22. Unarmored or lightly armored units attached to you must be protected from any unnecessary losses until they are needed for their own operational tasks, for which reason they were attached to you.
23. Cross-attached units placed under your command are not your servants, but your guests. You are answerable to supply them and share everything they need. Don't just use them on guard duty! In this way they will work better and more loyally for you when you need them. And that will be often!
24. In combined operations with infantry or armored infantry, you must make certain that the arms stick close together; only so can they help each other and achieve success. Which of the two is leading is a secondary matter; what must be known is that it is the intention of the enemy to separate them and that you must prevent this in all circumstances. Your battlecry must be "Protect the Infantry!" and the infantry's battlecry is "Protect the Tanks!"

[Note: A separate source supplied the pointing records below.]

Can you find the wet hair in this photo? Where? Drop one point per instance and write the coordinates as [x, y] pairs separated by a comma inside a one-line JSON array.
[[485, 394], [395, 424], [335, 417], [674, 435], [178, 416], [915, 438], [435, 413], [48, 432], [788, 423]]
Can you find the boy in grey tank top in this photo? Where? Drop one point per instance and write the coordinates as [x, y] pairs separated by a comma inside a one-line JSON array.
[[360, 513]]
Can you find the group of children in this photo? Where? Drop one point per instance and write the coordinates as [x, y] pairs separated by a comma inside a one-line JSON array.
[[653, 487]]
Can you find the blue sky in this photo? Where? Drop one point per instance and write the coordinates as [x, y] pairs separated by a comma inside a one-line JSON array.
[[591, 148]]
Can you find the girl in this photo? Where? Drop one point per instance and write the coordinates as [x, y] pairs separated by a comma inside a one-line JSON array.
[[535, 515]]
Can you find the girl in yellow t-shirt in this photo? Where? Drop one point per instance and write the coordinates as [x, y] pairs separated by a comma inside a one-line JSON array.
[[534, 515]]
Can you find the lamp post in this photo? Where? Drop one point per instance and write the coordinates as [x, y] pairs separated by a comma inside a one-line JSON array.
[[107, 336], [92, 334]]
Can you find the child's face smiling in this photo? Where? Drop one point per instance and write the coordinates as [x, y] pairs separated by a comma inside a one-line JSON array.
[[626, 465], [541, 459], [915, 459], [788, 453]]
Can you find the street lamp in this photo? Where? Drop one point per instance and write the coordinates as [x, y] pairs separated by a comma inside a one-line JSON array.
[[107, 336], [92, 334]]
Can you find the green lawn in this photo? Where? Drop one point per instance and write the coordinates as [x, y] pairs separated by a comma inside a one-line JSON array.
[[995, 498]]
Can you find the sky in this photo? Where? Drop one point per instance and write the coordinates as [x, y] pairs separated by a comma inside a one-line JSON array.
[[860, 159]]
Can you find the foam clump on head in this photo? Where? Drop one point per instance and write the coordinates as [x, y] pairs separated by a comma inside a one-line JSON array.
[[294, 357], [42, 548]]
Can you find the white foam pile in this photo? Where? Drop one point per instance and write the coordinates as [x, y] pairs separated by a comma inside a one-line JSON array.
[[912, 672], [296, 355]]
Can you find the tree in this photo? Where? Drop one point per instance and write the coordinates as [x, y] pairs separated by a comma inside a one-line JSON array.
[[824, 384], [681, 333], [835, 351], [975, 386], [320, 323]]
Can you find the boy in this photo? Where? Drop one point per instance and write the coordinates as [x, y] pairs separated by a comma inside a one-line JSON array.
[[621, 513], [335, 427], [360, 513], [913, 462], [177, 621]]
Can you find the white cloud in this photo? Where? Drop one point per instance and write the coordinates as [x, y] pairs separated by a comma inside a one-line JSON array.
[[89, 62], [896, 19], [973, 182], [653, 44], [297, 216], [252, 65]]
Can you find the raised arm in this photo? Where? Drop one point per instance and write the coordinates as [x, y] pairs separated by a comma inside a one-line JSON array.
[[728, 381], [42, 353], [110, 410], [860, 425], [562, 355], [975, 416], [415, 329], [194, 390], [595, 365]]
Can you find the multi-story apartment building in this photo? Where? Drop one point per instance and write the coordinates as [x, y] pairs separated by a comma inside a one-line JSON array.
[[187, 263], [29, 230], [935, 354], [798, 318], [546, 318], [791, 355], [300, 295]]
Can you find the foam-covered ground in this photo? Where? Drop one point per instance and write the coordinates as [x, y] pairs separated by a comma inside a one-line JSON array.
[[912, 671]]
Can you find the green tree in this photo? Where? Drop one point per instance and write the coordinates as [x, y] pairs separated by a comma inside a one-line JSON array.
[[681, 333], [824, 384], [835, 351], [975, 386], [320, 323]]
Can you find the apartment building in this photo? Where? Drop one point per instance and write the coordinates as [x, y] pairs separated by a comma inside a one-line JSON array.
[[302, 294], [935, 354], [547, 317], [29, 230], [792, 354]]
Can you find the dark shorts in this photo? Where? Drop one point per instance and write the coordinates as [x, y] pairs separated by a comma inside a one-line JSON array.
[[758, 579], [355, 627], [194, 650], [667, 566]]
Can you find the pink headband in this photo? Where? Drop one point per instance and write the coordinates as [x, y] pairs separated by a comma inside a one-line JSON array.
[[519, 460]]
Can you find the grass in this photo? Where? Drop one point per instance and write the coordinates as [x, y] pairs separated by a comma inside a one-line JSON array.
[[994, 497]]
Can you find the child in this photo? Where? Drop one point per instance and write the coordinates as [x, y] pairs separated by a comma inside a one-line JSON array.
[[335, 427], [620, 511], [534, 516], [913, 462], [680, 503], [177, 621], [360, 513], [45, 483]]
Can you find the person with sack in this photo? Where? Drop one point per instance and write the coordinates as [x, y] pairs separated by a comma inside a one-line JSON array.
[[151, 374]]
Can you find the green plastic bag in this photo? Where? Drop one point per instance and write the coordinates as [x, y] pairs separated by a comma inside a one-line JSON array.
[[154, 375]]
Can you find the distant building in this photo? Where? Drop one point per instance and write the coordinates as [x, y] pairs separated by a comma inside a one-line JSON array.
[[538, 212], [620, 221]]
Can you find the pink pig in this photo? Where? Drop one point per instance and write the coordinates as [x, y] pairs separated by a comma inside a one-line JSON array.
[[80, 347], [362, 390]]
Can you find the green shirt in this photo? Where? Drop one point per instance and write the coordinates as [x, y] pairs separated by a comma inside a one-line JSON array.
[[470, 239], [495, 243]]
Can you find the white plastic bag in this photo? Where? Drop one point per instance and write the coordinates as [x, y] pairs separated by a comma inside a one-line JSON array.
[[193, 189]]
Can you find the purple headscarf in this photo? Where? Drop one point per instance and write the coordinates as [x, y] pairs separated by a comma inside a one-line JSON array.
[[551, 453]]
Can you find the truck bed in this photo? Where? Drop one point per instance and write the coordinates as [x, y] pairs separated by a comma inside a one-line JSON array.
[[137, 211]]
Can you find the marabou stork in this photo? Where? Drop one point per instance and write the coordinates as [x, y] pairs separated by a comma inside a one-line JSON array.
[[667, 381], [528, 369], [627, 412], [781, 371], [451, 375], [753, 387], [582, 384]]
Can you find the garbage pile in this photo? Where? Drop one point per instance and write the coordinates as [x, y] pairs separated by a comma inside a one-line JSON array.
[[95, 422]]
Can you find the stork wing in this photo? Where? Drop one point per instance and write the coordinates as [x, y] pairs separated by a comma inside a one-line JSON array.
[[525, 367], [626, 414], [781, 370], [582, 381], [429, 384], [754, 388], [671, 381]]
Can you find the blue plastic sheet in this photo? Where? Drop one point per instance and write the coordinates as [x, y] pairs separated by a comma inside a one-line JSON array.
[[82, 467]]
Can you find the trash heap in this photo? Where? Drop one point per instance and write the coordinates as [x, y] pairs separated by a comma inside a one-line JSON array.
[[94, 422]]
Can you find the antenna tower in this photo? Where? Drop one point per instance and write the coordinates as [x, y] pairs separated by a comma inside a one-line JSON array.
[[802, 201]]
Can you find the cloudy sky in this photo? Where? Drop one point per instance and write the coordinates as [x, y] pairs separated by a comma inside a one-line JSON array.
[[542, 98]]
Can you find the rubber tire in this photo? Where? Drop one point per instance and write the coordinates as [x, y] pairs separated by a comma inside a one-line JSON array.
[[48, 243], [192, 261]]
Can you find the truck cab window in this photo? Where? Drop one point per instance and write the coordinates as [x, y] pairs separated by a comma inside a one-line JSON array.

25. You and your soldiers must always concentrate on your combat mission, i.e. "the bridge," and you may not turn aside, for example, to an enemy on your flank, unless he is actually dangerous to the accomplishment of your mission. Then you must attack and destroy him.
26. After a victorious battle; i.e. the seizure of a bridge or the occupation of a village, keep your helmets on. That is to say, prepare for a counterattack which will certainly come, perhaps in a different place than you expect. Later you can collect the spoils of victory.
27. In a defense or security mission place your tanks so that not only their firepower, but also their shock action can be brought into play. Also, leave only a few tanks in stationary firing positions. Keep most as mobile reserves under cover. Tanks defend aggressively!
28. Against strong enemy resistance, there is no point in continuing to attack. Every failed attack only costs more casualties. Your effort must always be to hold the enemy with only weak forces, in order to use mass of your strength at another, weaker place, breakthrough, and destroy the enemy by surprise attack in the rear or flank.
29. Never forget that your soldiers do not belong to you, but to Germany. Personal glory hunting and senseless dare-deviltry lead only to exceptional cases to success, but always cost blood. In battle against the Soviet- Russians you must temper your courage with your judgement, your cunning, your instincts and your tactical ability. Only then will you have the prerequisites to be victorious in battle and only then will your soldiers look on you with loyalty and respect and always stand by you in untiring combat readiness.
30. The panzer division in modern warfare today holds the former place of cavalry as the decisive arm of combat. Tank officers must carry on in the tradition of the cavalry, take up its aggressive spirit on behalf of the Panzer arm. Therefore take note, as a basic combat principle, of Marshall Blucher's motto, "FORWARD AND THROUGH!" (but with intelligence).